Самосуд словно бы вдруг задумался… Он многие годы работал с этими, погибшими сегодня людьми, и они вставали в его памяти — тогда он замолкал.
— Так вот, — заговорил он вновь с усилием, хмуро, — товарищи Солнышкин и Виноградов, я подозреваю, что обоим вам не совсем ясно, чего потребует от вас нелегальное положение… Возможно, и под чужим именем, и по чужому паспорту, и в разрыве со своими близкими…
Самосуд взглянул на Солнышкина; тот ссутулился, прикрыв рукой свои вспухшие глаза.
— Это, дорогие товарищи, нелегко… Это, во-первых, самодисциплина, постоянная собранность, во-вторых, внимание к мелочам.

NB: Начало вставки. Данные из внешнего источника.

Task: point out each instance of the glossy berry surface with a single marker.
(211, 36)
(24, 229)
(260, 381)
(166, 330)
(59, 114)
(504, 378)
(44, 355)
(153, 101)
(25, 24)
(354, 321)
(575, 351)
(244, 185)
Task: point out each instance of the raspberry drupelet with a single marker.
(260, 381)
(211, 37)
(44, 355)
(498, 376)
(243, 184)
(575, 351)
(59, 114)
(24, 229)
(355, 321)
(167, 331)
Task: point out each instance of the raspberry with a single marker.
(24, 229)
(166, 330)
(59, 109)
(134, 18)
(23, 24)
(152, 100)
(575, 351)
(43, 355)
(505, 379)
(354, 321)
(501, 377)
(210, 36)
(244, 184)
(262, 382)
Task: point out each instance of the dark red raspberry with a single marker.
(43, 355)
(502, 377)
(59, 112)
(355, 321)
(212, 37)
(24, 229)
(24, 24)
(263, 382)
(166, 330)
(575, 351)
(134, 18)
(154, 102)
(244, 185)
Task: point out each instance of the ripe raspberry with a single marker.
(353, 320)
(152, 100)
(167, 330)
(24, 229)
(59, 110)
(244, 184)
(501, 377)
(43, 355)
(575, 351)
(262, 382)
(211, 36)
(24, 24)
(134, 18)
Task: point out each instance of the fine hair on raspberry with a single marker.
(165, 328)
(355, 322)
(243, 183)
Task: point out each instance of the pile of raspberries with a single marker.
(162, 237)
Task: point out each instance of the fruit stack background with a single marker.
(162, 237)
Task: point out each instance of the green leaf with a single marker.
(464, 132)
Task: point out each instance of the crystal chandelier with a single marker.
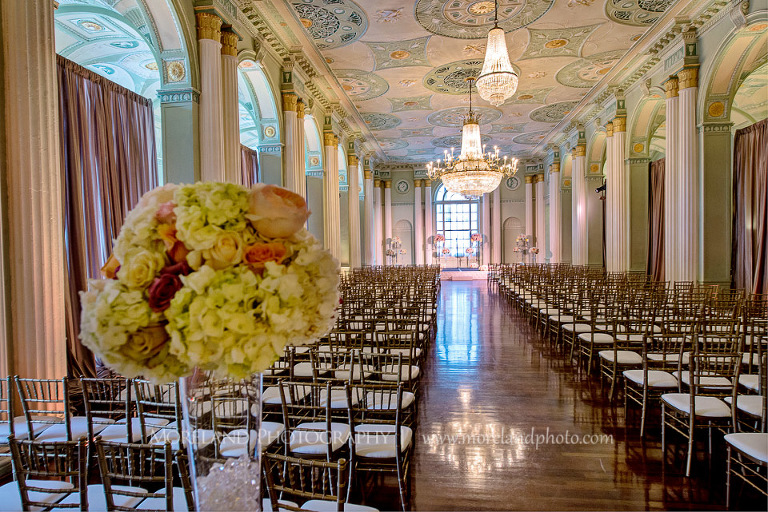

И великое терпение… — Сергею Алексеевичу удалось наконец переступить через некое внутреннее препятствие, и его потрескивающий голос звучал теперь по-учительски ровно, как на уроке. — Может найтись предатель, провокатор, который выдаст вас врагу, такое случалось еще во времена Понтия Пилата. И тогда… тогда, товарищ Солнышкин, только одно сознание, что вы умираете за правое дело, может помочь вам. Но бывает, что и этого сознания недостаточно…
— Почему вы обращаетесь ко мне? — быстро, нервно спросил Солнышкин. — Я не понимаю… Я, кажется, не давал повода думать, что я… ну, словом, что я трушу.
Сергей Алексеевич сделал вид, что не обратил внимания на его протест.
— Хорошо ли каждый из вас знает самого себя?.. — спросил он. — Быть коммунистом в стране, в которой победили коммунисты, это не самое трудное. Потруднее остаться коммунистом там, где по одному лишь подозрению в принадлежности к партии коммунистов человека обрекают на пытки и смерть. Имейте в виду, может статься и так, что никто: ни ваши родные, ни жена, ни дети — никогда и не узнает о вашем подвиге. Одна лишь ваша совесть будет вашим утешением… или вашим прокурором, если проявите малодушие.
Сергею Алексеевичу было жалко Солнышкина — они довольно часто встречались в райкоме, и ему сделался симпатичен этот в недавнем прошлом рабочий парень в потертом костюме — большая семья и не такой уж большой достаток, — неглупый, начитанный, толково выступавший в местной газете. И эта непрошеная жалость так и проявлялась у Самосуда — в сухости тона, в жесткости формулировок, она была слишком несвоевременной. Если б Солнышкин честно признался, что он боится той безымянной, безжалостной борьбы, о которой шла речь, если б он взмолился: увольте! — Сергей Алексеевич почувствовал бы облегчение: пусть бы уходил к своим детишкам. Да и для дела это, наверно, было бы полезнее.